Blood and Suffering

By Ted Widmer / May/June 2015
May 8th, 2015

The Civil War was deeply traumatic for Brown, as it was for every community in the country—especially communities that were populated, as Brown’s was, by young men. In its earliest years, the tiny Brown campus was so near to the skirmishes of the American Revolution that the enemy could be seen from the rooftop of University Hall. During the Civil War, the battlefields were more distant, but the war touched home in every way.

LB-Bonfire.jpg
For years beforehand, a surprising undercurrent of physical danger could be detected in undergraduate hijinks. In 1857, a duel was held between two students, arousing great attention in the local press, although no one was hurt. But those antics were overshadowed by the epic display of violence that began in spring of 1861. The Civil War engulfed the University, leaving few aspects of undergraduate life as they were. That the students were following political events closely is clear from undergraduate accounts—one student remembered going downtown to hear Abraham Lincoln speak, on February 28, 1860, the day after Lincoln’s triumph at the Cooper Union.

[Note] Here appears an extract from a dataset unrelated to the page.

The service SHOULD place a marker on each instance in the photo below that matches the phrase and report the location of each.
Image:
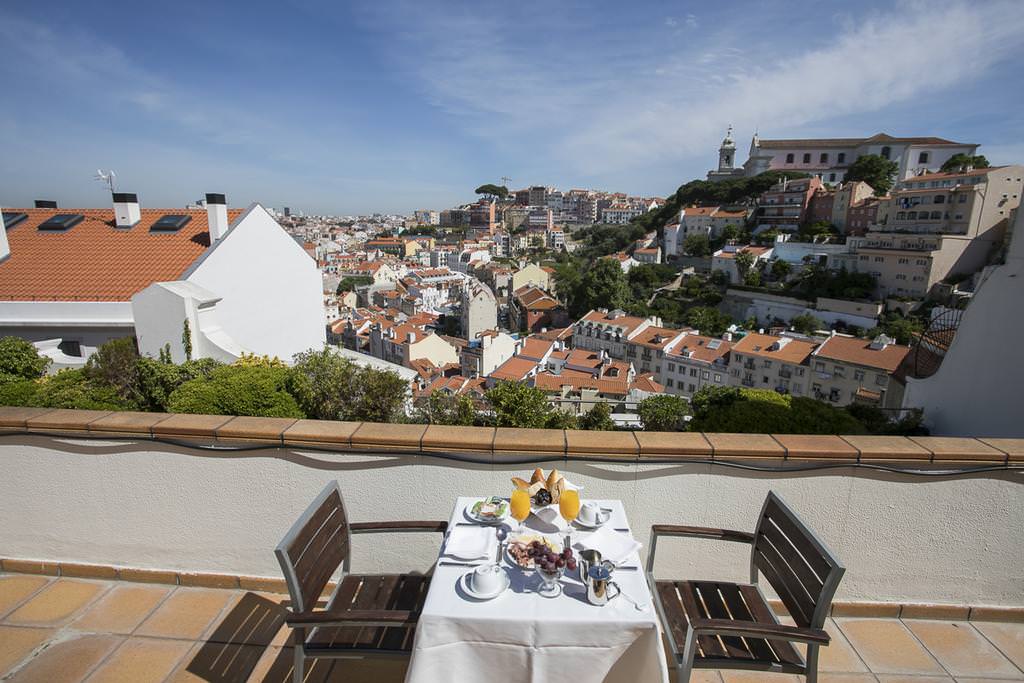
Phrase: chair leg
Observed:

Unimpressed, the student was put off by Lincoln’s “grotesque and uncouth” manner and some of his Western irreverence (“He made faces at the audience when asked questions not always pertinent”). A week later, on March 8, Lincoln spoke in Woonsocket, and ninety Brown students went to hear him, singing a drinking song along the way (“Here’s to Abe Link, drink him down”).

A year later, Lincoln was president, trying to keep the country intact even as most of the South was seceding. Fort Sumter fell on April 12, and, as news filtered to Providence, emotions ran very high. On April 15, Lincoln issued his call for 75,000 volunteers, and Brown’s seniors asked for permission to raise a large flag over University Hall. A lone voice dissented, from a Mississippian (John J. Ward, class of 1861), who asked that the flag of the Confederacy also be flown—his proposal was of course rejected. A student who was there said that “having recorded his vote, he seceded.” Eventually, he found his way back to Mississippi, where he entered the Confederate army. Three years later, he died in service to his cause from a gunshot wound to his knee, followed by scrofula.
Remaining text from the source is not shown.